Moonlight (1874), de Homer Winslow |
«El doctor Henke alzó impaciente la cabeza y
buscó los ojos del amigo. Él no tenía ningún sentido para la poesía, pero
casualmente se le ocurrió que aquellos ojos con su profundidad cambiante y su
brillo misterioso e inesperado tenían algo de la naturaleza del mar. Sonrió
irónicamente y gruñó:
Con un movimiento natural Erwin
se echó hacia atrás el pelo rubio ceniza:
–Oh, es muy sencillo. Cuando
vas caminando por la arena profunda, silenciosa detrás de las tumbonas de
mimbre de la playa no ves a las personas que están sentadas en ellas, pero oyes
voces, conversaciones o risas y entonces sabes: Esa persona es de una
determinada manera. Sientes que ama la vida, que tiene una gran añoranza o una
pena por la que llora su voz incluso cada vez que se ríe.

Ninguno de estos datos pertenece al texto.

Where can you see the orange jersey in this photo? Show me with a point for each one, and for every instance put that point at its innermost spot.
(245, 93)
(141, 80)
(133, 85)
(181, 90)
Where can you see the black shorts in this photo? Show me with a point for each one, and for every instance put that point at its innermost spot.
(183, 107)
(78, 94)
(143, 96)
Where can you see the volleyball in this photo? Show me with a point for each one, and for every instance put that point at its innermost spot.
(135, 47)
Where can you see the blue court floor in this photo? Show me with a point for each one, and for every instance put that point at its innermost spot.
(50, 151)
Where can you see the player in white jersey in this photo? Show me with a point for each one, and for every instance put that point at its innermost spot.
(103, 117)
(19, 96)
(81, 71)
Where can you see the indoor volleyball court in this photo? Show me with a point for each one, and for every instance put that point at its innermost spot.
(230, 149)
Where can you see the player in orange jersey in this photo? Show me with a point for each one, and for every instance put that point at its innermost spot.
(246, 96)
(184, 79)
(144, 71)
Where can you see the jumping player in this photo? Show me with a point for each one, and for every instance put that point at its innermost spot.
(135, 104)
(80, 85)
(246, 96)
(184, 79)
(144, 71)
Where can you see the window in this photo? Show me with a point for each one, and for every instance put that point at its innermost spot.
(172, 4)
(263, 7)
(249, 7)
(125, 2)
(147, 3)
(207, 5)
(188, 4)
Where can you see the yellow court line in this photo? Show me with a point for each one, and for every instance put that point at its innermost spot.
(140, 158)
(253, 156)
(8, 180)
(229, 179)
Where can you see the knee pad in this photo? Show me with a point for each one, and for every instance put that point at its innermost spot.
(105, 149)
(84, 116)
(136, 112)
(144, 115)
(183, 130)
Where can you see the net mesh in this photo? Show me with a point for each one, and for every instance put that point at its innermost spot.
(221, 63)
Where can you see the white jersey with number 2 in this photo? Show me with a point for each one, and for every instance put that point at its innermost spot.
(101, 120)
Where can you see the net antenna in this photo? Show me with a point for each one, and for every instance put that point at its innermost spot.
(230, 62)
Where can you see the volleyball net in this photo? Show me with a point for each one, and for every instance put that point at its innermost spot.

El doctor se levantó de un
salto:
–Y entonces, mi querido Erwin
se asoma un poco y se lleva un chasco cuando ve que las personas son
completamente distintas de sus voces.
Erwin sacudió la cabeza:
–Yo no busco personas. Busco la
voz».
(RILKE, Rainer Maria. A lo largo de la vida: historias cortas y apuntes. 2ª ed. Barcelona: Alba Editorial, 1999, p. 98-99).